W tamtej chwili Ashton był najważniejszy. Nie obchodziło mnie to, że musieliśmy wyglądać jakbyśmy grali w jakimś filmie prosto z psychiatryka. Trwaliśmy w silnym uścisku tak długo, aż nie usłyszeliśmy, że mój telefon zawibrował i wydał z siebie dźwięk, który miał informować mnie o nowej wiadomości. Oboje się wzdrygnęliśmy, ale ja nie zamierzałem teraz tego sprawdzać, ani tym bardziej puszczać mojego przyjaciela.
Po długiej chwili jego oczy ponownie się zaszkliły. Tak strasznie się trząsł...
-Spokojnie...- mówiąc to położyłem rękę na plecach blondyna i lekko je potarłem
Niestety to nie dawało oczekiwanych efektów. Usta lekko mu drżały, a włosy kleiły się do czoła.
-Luke?- zwrócił się do mnie szeptem
Od razu na niego spojrzałem.
-Proszę, nie mów o niczym mojej mamie.
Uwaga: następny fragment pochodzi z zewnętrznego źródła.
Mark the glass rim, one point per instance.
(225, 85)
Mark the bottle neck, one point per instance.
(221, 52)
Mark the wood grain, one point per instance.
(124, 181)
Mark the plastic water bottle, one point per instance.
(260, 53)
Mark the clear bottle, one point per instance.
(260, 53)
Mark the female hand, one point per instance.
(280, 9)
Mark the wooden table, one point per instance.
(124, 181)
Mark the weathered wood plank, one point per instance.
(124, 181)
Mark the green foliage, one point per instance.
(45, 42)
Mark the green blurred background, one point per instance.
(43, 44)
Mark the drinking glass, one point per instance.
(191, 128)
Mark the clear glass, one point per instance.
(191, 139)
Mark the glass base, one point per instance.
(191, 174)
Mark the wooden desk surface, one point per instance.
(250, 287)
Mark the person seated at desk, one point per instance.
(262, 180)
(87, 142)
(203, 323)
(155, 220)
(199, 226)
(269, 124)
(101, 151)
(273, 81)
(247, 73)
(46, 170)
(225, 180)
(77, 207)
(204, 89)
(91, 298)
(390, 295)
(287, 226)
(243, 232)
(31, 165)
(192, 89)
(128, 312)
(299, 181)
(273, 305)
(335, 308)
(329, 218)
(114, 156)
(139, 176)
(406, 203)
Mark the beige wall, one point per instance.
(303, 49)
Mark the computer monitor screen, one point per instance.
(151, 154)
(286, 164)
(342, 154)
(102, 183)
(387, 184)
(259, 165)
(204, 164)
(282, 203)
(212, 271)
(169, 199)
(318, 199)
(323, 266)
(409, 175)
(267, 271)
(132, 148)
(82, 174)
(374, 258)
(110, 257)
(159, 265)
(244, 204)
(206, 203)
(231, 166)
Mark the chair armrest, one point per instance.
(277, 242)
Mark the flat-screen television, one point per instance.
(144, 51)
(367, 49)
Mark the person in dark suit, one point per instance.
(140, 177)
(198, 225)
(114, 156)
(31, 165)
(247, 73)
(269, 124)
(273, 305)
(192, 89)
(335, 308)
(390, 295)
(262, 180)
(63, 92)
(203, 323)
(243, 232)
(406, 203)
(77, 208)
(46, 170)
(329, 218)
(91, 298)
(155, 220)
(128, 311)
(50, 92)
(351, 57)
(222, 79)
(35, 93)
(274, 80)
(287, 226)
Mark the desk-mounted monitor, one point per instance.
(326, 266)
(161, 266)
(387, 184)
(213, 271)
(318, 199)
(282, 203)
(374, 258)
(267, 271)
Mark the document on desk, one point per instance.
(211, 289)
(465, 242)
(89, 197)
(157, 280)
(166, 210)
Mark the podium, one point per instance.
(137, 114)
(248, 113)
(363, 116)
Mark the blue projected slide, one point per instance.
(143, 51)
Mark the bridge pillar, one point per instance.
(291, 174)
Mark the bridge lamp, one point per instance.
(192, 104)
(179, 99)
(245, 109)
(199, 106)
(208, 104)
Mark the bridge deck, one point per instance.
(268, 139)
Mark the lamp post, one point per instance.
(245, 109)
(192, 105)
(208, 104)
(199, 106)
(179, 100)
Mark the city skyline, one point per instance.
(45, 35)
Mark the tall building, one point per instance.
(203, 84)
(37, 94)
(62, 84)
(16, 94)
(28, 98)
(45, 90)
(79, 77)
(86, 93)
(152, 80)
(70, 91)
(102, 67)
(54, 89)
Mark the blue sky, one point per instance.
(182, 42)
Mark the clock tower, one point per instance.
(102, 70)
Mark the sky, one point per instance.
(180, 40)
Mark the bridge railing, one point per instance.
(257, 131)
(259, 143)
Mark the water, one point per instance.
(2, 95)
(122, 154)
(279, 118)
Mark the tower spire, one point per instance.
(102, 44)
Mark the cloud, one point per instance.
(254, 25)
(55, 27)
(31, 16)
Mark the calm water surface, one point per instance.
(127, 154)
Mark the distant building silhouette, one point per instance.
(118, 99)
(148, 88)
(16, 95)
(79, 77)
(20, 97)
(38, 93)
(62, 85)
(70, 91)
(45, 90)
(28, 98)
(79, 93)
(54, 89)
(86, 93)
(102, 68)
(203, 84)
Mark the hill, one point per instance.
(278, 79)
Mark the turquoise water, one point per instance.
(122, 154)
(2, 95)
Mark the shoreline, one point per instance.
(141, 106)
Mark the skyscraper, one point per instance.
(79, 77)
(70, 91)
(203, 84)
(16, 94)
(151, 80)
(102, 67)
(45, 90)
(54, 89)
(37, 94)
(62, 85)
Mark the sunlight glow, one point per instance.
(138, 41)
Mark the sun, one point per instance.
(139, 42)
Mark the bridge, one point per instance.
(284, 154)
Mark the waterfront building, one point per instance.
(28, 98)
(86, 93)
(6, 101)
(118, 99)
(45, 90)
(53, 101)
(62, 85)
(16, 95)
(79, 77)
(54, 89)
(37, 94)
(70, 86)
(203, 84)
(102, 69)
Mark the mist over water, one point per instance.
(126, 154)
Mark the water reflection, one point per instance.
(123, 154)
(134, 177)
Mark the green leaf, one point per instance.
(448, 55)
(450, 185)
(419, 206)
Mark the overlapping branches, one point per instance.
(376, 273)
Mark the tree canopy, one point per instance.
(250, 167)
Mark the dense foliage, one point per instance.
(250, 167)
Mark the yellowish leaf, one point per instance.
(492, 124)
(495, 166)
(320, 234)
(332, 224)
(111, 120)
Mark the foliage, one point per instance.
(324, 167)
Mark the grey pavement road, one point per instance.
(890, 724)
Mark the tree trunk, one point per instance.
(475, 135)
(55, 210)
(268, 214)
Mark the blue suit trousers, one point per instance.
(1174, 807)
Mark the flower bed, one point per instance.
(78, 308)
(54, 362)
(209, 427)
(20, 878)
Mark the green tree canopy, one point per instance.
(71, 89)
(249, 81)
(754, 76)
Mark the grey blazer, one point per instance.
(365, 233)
Wystarczy jej zmartwień, już jest zmęczona, a syn-niedoszły samobójca, w niczym nie pomoże
Pokiwałem twierdząco głową. Miał rację. Anne już i tak wystarczająco dużo musi się denerwować.
-Już dobrze, odpocznijmy- westchnąłem, a głowa chłopaka ponownie oparła się o moją klatkę piersiową.
Po kilku minutach chłopak był już spokojny. Oddychał spokojnie i miał przymrużone oczy.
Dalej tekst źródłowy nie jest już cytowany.